Step 1: Understanding the Topic
This question asks for the recurrence relation that formally describes the average-case time complexity of the QuickSort algorithm. A recurrence relation for a recursive algorithm expresses its running time on an input of size $n$ in terms of its running time on smaller inputs.
Step 2: Key Approach - Analyzing QuickSort's Behavior
QuickSort works by picking a 'pivot' element and partitioning the array around it. All elements smaller than the pivot go to its left, and all larger elements go to its right. The algorithm then recursively sorts the two sub-arrays. The running time depends heavily on where the pivot ends up after partitioning.
The partitioning step itself takes linear time, $O(n)$.
If the pivot ends up at index $k$ (0-indexed), the two recursive calls will be on sub-arrays of size $k$ and $n-k-1$.
Step 3: Detailed Explanation
A. The General Recurrence:
If the pivot is chosen such that it partitions the array into subproblems of size $k$ and $n-k-1$, the recurrence is:
\[
T(n) = T(k) + T(n-k-1) + O(n)
\]
B. The Average Case:
For the average case analysis, we assume that the pivot is equally likely to end up at any of the $n$ possible positions (from index 0 to $n-1$). To find the average running time, we must consider the cost for every possible pivot position $k$ and average them.
\[
\text{Average Cost} = \frac{1}{n} \sum_{k=0}^{n-1} (\text{Cost when pivot is at index } k)
\]
Substituting the general recurrence into this average:
\[
T(n) = \frac{1}{n} \sum_{k=0}^{n-1} [T(k) + T(n-k-1)] + O(n)
\]
This equation represents the expected running time by averaging over all possible partition outcomes.
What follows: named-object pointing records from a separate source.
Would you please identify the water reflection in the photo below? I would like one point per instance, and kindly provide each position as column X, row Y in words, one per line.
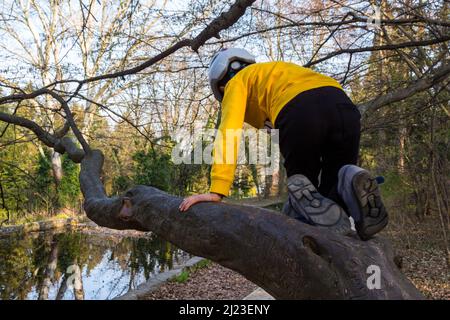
column 79, row 265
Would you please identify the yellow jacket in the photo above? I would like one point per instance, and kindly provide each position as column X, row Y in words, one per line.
column 256, row 94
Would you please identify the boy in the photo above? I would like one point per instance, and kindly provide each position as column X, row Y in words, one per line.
column 319, row 130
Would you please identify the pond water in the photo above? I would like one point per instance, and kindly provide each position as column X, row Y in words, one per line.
column 81, row 265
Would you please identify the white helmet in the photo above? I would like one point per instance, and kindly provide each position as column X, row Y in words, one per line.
column 221, row 63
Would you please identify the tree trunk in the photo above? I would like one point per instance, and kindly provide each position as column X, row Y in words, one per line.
column 288, row 259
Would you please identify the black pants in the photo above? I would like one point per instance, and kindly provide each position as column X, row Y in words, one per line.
column 319, row 133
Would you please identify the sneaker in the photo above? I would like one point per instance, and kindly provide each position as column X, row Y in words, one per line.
column 306, row 204
column 361, row 194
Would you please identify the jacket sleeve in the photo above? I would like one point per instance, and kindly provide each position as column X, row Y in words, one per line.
column 226, row 144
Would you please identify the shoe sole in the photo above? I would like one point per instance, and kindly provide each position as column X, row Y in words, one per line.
column 320, row 211
column 374, row 216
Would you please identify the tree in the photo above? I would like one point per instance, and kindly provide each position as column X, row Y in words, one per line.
column 287, row 258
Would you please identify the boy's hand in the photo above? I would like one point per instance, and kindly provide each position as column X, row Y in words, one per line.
column 206, row 197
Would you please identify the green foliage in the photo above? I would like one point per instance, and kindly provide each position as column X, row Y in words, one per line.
column 154, row 169
column 69, row 188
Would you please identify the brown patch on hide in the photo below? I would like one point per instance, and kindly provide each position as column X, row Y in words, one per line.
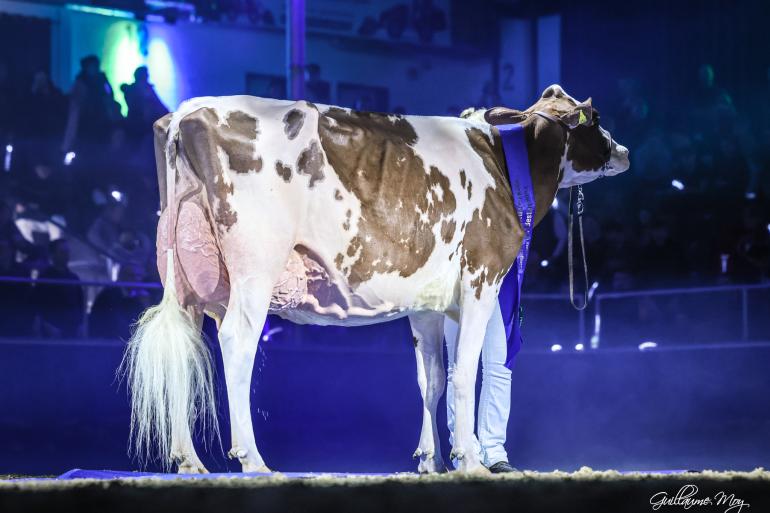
column 311, row 162
column 448, row 230
column 401, row 201
column 237, row 139
column 200, row 142
column 283, row 170
column 292, row 123
column 493, row 235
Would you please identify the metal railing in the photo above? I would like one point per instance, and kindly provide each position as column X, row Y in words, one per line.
column 555, row 319
column 742, row 290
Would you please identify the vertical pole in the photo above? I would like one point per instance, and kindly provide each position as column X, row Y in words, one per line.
column 582, row 326
column 596, row 337
column 295, row 49
column 744, row 314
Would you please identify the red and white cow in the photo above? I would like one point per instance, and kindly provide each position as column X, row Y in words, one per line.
column 325, row 215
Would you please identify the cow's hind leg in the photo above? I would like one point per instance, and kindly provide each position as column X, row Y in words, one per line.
column 428, row 332
column 239, row 337
column 182, row 448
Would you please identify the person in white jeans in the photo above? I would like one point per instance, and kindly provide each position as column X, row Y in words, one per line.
column 495, row 400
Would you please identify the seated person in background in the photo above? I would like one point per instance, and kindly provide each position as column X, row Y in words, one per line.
column 59, row 307
column 16, row 320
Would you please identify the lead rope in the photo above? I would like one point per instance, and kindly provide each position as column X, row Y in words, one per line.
column 580, row 205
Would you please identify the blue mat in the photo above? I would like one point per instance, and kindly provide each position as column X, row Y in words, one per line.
column 118, row 474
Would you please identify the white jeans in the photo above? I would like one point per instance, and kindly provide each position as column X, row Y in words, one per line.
column 495, row 400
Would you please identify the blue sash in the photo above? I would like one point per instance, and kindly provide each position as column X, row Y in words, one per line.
column 517, row 162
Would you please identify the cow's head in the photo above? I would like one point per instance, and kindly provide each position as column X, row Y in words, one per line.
column 591, row 151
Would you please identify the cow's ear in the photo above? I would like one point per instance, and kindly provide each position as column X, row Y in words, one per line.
column 504, row 116
column 581, row 114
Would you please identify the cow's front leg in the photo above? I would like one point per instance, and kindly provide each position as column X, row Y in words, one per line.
column 239, row 338
column 427, row 330
column 474, row 316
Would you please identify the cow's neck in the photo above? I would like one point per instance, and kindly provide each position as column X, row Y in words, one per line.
column 545, row 147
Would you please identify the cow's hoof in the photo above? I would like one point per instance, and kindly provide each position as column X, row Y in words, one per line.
column 190, row 466
column 261, row 469
column 430, row 463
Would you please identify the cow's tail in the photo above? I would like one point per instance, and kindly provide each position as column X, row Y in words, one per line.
column 170, row 375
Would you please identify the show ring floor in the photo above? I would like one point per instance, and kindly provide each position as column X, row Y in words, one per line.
column 584, row 490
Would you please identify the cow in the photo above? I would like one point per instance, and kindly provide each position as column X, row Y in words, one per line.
column 329, row 216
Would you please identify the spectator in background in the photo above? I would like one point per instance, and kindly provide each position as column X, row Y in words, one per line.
column 9, row 232
column 41, row 186
column 752, row 249
column 59, row 308
column 144, row 106
column 43, row 111
column 105, row 231
column 93, row 110
column 116, row 309
column 16, row 318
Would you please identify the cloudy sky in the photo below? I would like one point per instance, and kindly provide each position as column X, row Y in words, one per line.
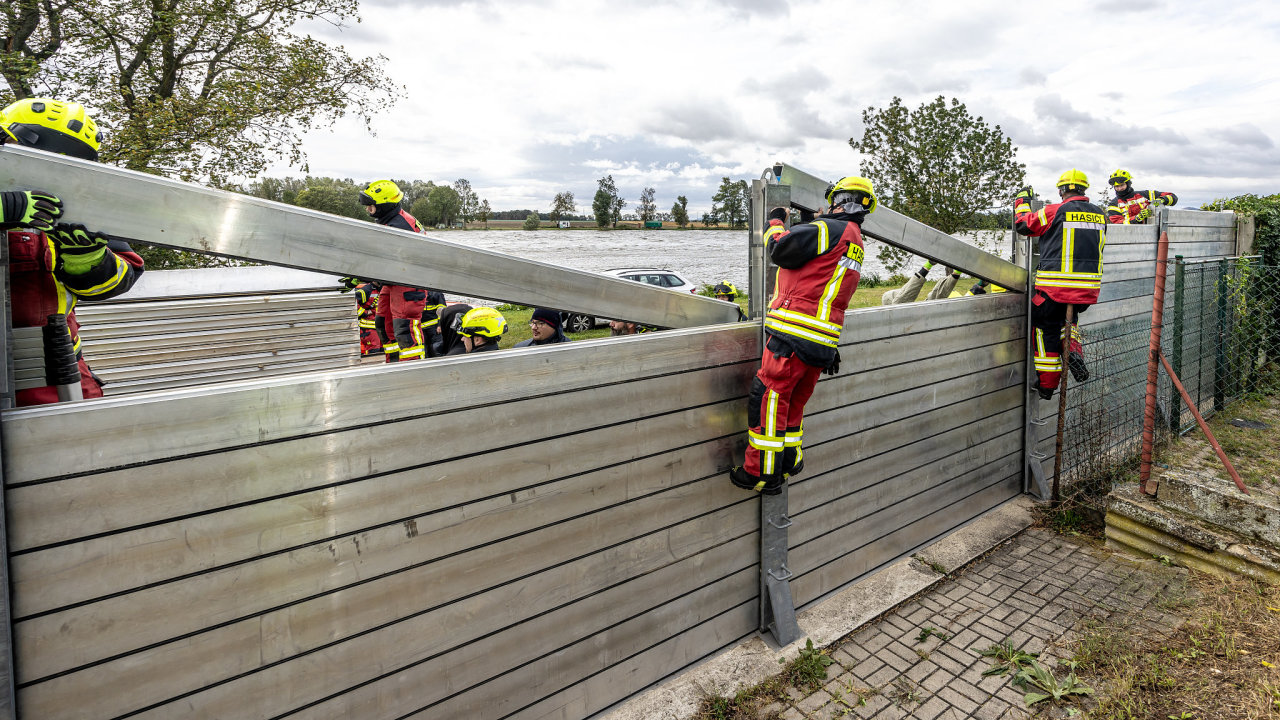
column 535, row 98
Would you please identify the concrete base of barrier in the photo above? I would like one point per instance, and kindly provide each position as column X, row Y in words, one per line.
column 1153, row 528
column 830, row 619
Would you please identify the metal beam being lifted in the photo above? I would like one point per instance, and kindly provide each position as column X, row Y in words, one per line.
column 808, row 192
column 138, row 206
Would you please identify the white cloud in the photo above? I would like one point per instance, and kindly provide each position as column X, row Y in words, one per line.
column 535, row 98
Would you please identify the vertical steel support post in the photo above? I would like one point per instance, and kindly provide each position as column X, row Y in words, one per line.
column 1175, row 408
column 777, row 609
column 1157, row 323
column 8, row 392
column 1033, row 460
column 1220, row 354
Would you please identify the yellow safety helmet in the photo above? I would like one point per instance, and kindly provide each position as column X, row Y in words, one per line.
column 726, row 288
column 1074, row 177
column 484, row 322
column 860, row 187
column 54, row 126
column 379, row 192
C. Evaluating the Options:
(A) $T(n) = T(n/4) + T(3n/4) + O(n)$: This describes a specific, unbalanced partition but is still $O(n \log n)$. It's a possible case, but not the formal average-case recurrence.
(B) $T(n) = 2T(n/2) + O(n)$: This is the recurrence for algorithms like Merge Sort, or the best-case for QuickSort where the pivot perfectly splits the array.
(C) This matches our derived formal recurrence for the average case.
(D) $T(n) = T(n-1) + T(0) + O(n)$ (since $T(1)$ is usually written as $T(0)$ or is a base case): This represents the worst-case scenario where the pivot is always the smallest or largest element.
Step 4: Final Answer
The recurrence relation that correctly models the average-case behavior by considering all possible pivot positions is given in option (C).